Conflicting reports on the ability of synthetic cathinones to produce signs of depression after cessation are not surprising, since there are also contrasting data on the pro-depressive effects of amphetamine withdrawal in rodents. Cryan and colleagues (2003) report a significant increase of depression-related markers in rats withdrawn from the 6-day treatment with amphetamine, measured as an elevation of rewarding thresholds in intracranial self-stimulation paradigm and increased immobility time in the forced swim test. Moreover, the authors observe an increased immobility time in the tail suspension test in DBA/2Ha mice 24 h post withdrawal from 7-day treatment with amphetamine. On the other hand, Russig and colleagues (2003) found no signs of depression in rats after withdrawal from 6-day treatment with amphetamine in both escalating dose and intermittent dose schedules, using the forced swim test, the learned helplessness assay, and operant responding for sucrose on a progressive ratio schedule.
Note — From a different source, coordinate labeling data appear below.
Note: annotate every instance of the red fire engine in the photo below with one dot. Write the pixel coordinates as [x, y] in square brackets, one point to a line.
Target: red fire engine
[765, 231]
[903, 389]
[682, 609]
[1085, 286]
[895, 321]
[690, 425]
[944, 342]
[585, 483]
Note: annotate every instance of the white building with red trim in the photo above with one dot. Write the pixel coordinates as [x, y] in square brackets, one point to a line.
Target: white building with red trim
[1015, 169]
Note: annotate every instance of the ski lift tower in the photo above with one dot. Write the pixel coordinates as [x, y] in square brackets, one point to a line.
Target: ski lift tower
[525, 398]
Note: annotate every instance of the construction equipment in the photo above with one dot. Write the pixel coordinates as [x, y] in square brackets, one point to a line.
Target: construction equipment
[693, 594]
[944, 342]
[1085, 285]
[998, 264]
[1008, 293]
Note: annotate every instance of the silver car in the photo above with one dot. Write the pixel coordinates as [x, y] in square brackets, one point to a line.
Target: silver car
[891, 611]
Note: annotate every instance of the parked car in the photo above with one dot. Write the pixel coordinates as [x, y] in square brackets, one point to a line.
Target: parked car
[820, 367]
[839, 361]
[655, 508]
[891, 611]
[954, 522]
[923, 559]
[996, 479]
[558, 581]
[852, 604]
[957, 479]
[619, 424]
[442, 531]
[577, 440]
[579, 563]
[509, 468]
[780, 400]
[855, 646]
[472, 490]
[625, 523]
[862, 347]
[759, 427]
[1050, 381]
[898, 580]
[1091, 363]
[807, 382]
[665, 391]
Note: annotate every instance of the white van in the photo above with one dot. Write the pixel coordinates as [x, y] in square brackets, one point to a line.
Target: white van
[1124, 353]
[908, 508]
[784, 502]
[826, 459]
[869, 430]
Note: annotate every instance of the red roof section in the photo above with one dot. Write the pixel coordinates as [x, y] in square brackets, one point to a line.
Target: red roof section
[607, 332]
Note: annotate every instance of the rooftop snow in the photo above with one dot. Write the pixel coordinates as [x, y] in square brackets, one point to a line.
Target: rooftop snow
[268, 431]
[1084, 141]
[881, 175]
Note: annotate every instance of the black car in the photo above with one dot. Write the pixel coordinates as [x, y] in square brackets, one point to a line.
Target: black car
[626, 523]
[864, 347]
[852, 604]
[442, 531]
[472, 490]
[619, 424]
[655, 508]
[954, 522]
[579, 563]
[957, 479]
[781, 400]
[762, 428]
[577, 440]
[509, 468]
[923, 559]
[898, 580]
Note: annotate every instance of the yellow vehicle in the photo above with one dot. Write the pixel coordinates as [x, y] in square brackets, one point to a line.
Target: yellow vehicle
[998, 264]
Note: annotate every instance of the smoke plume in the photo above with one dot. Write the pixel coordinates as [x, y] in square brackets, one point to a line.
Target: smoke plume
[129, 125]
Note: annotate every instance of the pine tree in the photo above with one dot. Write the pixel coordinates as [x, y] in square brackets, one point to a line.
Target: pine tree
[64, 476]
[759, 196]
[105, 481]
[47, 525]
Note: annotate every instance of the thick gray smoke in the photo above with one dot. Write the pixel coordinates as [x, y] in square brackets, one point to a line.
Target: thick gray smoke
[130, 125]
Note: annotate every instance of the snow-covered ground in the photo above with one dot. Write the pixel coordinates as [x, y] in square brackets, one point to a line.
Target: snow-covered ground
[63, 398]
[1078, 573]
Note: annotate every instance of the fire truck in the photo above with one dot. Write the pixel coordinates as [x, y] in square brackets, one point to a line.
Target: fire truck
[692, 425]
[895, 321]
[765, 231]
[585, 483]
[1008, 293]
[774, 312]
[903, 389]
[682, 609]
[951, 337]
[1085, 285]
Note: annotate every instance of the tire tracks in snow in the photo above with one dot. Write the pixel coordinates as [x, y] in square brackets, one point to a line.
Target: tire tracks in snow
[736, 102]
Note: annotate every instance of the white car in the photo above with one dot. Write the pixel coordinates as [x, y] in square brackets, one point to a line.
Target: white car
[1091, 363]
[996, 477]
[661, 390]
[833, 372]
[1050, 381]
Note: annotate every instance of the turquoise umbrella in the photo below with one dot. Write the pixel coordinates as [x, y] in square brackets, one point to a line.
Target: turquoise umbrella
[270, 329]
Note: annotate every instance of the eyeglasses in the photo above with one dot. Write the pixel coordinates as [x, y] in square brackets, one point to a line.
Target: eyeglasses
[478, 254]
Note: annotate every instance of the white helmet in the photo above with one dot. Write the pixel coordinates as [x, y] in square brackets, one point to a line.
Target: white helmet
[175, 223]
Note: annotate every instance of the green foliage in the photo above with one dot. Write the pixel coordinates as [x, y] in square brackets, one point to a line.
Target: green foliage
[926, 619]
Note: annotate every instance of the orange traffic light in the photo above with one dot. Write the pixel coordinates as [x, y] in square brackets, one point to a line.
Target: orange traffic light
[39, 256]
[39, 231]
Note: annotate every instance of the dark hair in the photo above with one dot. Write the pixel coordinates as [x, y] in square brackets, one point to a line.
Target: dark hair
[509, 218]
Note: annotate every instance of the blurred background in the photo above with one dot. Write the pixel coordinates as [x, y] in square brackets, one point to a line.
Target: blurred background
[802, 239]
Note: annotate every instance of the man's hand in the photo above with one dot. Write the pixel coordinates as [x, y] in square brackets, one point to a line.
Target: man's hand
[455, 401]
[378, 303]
We also examined the motor coordination of mice in order to detect behavioral signs of impairment of dopaminergic circuitry, which could appear after the prolonged exposure to drugs enhancing DA neurotransmission within CNS. We found no significant decreases of motor performance of mice on the rotarod, suggesting that 14-day treatment with 4-CMC (10 mg/kg) or 4-MeO-PVP (10 mg/kg) did not produce severe impairment of dopaminergic structures, which would be manifested in the behavioral assay.
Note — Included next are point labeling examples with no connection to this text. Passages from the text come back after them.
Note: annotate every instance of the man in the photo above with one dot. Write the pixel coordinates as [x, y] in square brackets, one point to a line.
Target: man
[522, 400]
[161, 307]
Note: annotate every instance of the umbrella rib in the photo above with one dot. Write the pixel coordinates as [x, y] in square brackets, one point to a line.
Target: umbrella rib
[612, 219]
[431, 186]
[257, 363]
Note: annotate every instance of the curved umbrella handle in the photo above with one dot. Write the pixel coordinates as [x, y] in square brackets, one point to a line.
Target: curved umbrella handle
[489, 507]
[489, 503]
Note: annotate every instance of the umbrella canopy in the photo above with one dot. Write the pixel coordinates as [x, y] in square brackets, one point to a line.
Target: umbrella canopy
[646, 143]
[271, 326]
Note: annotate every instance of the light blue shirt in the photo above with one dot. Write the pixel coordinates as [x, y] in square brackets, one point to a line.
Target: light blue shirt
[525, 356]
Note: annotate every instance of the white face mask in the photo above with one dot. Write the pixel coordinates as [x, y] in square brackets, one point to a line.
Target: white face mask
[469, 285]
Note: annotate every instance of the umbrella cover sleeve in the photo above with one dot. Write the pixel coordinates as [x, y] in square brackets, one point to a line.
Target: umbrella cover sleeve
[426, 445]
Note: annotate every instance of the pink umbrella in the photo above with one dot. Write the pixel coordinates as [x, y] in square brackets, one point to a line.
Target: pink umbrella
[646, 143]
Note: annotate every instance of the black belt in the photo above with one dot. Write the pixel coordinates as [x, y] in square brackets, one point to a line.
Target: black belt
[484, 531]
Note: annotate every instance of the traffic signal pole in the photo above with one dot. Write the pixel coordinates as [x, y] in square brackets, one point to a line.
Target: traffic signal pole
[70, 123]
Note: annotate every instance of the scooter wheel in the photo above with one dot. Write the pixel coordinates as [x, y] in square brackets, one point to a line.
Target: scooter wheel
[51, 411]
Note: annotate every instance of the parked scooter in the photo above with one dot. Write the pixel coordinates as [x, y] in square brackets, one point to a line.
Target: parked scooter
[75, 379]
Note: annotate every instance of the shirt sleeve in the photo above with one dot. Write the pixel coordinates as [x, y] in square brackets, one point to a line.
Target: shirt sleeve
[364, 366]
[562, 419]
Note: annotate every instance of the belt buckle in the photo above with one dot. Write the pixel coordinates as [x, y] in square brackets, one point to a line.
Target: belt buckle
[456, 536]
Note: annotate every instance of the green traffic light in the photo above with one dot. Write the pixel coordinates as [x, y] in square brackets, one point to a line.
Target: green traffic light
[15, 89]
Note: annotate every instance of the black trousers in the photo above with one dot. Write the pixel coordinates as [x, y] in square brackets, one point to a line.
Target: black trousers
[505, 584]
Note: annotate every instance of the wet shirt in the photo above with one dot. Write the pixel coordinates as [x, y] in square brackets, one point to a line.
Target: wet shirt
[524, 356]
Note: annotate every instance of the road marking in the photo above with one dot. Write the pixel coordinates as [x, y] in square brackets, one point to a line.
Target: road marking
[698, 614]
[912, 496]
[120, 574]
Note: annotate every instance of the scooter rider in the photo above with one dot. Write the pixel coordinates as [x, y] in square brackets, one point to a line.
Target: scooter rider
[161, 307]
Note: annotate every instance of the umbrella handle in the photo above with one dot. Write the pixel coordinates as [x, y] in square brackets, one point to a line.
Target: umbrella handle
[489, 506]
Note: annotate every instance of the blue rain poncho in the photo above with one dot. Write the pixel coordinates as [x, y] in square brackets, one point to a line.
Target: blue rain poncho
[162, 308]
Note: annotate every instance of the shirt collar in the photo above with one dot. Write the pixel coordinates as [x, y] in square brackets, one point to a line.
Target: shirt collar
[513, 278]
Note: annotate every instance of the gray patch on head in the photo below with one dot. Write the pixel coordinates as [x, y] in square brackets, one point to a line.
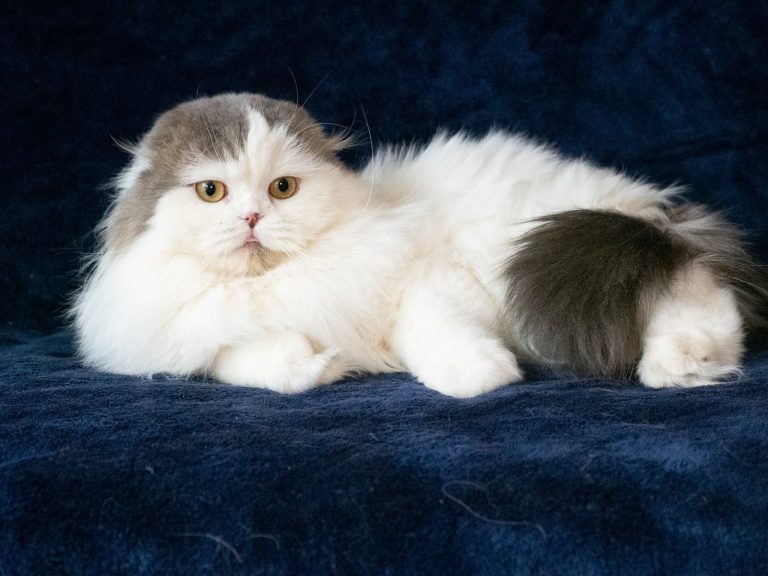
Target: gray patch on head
[580, 285]
[207, 128]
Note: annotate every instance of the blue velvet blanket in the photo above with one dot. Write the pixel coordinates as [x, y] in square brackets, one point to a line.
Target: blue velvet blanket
[103, 474]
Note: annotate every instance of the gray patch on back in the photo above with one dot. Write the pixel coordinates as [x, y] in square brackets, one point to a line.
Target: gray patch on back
[577, 287]
[582, 283]
[207, 128]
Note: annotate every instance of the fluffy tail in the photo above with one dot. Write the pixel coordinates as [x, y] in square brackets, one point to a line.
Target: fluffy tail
[582, 283]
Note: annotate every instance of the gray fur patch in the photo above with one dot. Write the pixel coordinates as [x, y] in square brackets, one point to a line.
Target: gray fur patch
[582, 283]
[205, 128]
[578, 287]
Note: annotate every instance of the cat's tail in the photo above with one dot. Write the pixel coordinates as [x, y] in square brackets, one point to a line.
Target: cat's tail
[582, 283]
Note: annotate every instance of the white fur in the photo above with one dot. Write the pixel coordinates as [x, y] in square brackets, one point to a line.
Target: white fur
[394, 268]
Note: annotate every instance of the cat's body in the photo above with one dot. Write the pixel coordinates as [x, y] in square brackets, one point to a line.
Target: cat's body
[411, 264]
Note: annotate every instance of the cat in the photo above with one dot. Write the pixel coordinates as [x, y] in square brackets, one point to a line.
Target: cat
[238, 246]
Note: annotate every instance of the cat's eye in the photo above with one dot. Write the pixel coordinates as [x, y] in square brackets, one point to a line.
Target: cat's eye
[211, 190]
[283, 187]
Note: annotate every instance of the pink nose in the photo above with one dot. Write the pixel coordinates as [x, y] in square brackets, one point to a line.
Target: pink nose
[252, 219]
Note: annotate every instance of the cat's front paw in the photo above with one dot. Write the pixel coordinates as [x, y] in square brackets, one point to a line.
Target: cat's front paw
[285, 363]
[471, 370]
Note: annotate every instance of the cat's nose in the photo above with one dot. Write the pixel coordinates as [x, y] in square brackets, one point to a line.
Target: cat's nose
[252, 219]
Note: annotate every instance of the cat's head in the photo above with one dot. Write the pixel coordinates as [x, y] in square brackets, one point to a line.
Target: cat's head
[237, 180]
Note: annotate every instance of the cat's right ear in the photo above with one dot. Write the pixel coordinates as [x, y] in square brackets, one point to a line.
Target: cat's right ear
[139, 163]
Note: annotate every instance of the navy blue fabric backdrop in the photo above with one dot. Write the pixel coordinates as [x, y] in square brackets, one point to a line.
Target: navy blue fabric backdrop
[106, 474]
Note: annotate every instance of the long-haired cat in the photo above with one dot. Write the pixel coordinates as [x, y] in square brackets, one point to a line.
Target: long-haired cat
[239, 246]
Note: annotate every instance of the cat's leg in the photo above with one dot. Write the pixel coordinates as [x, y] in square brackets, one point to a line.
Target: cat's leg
[445, 335]
[284, 362]
[694, 335]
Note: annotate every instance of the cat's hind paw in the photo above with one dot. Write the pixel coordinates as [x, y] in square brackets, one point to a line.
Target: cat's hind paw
[685, 362]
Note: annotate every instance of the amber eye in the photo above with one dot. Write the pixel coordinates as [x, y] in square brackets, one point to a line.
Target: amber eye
[284, 187]
[211, 190]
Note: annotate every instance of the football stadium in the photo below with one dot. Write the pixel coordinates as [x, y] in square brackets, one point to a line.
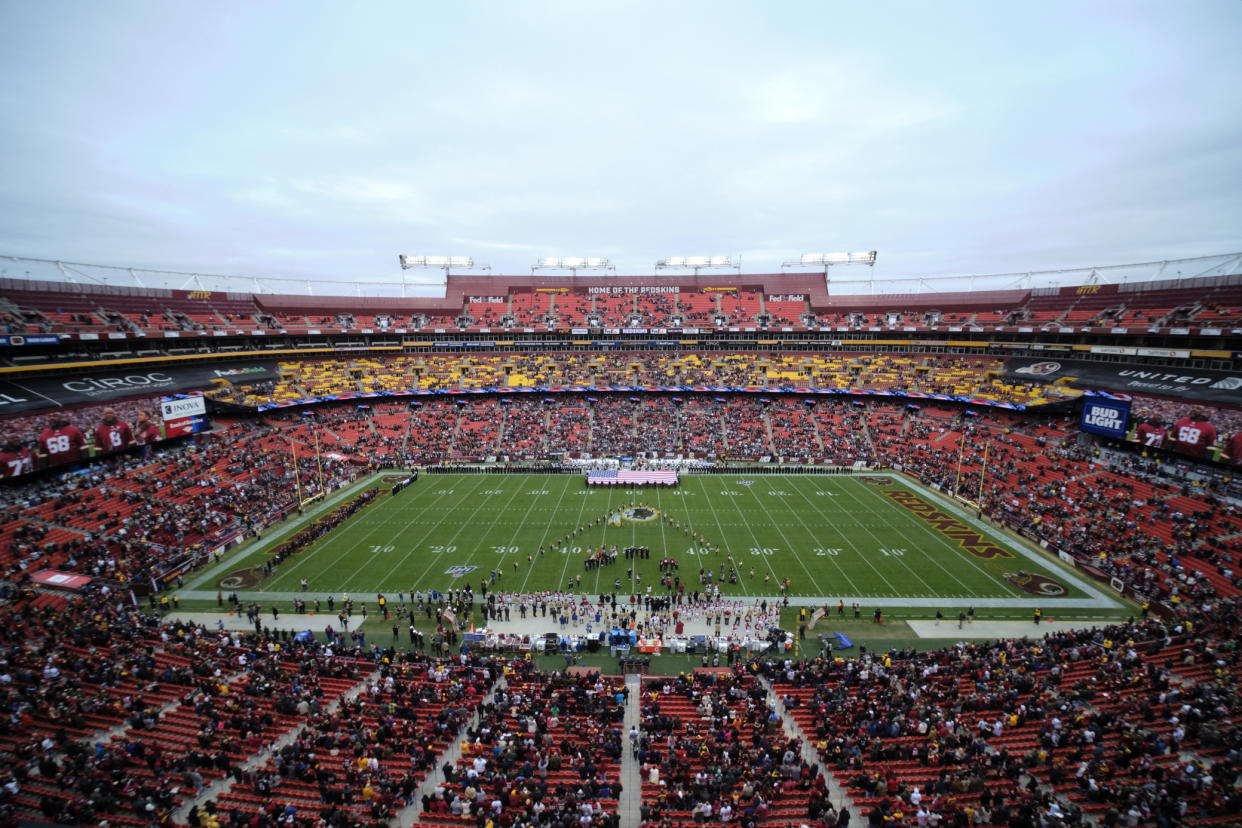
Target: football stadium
[307, 548]
[560, 415]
We would like to emphasize that lack of significant effects on depressive markers found in a particular study should not be taken as a proof that a drug would not produce pro-depressive withdrawal effects in humans. There are multiple experimental factors that could obscure these effects, such as the length and type (binge vs. intermittent) of treatment, withdrawal period until behavioral testing, types of behavioral tests performed, and species and strain of laboratory animals used. Therefore, to obtain relevant results, the battery of behavioral test should be used, and preferably, results should be reproduced using different strains/species of laboratory animals.

Conclusions

This study demonstrates that 4-CMC and 4-MeO-PVP produce dose-dependent increases in horizontal and vertical activities in DBA/2J mice. Both drugs induce behavioral sensitization after intermittent treatment with 5- and 10-mg/kg doses. 4-MeO-PVP (10 and 20 mg/kg) is endowed with marked rewarding properties as it produces conditioned place preference, while this effect is absent after 4-CMC (10 and 20 mg/kg) administration, a phenomenon that could be related to the stronger selectivity of 4-MeO-PVP towards the dopamine transporter compared with 4-CMC. Finally, both 4-CMC (10 mg/kg) and 4-MeO-PVP (10 mg/kg) do not produce significant depression-related behaviors after withdrawal from the 14-day treatment.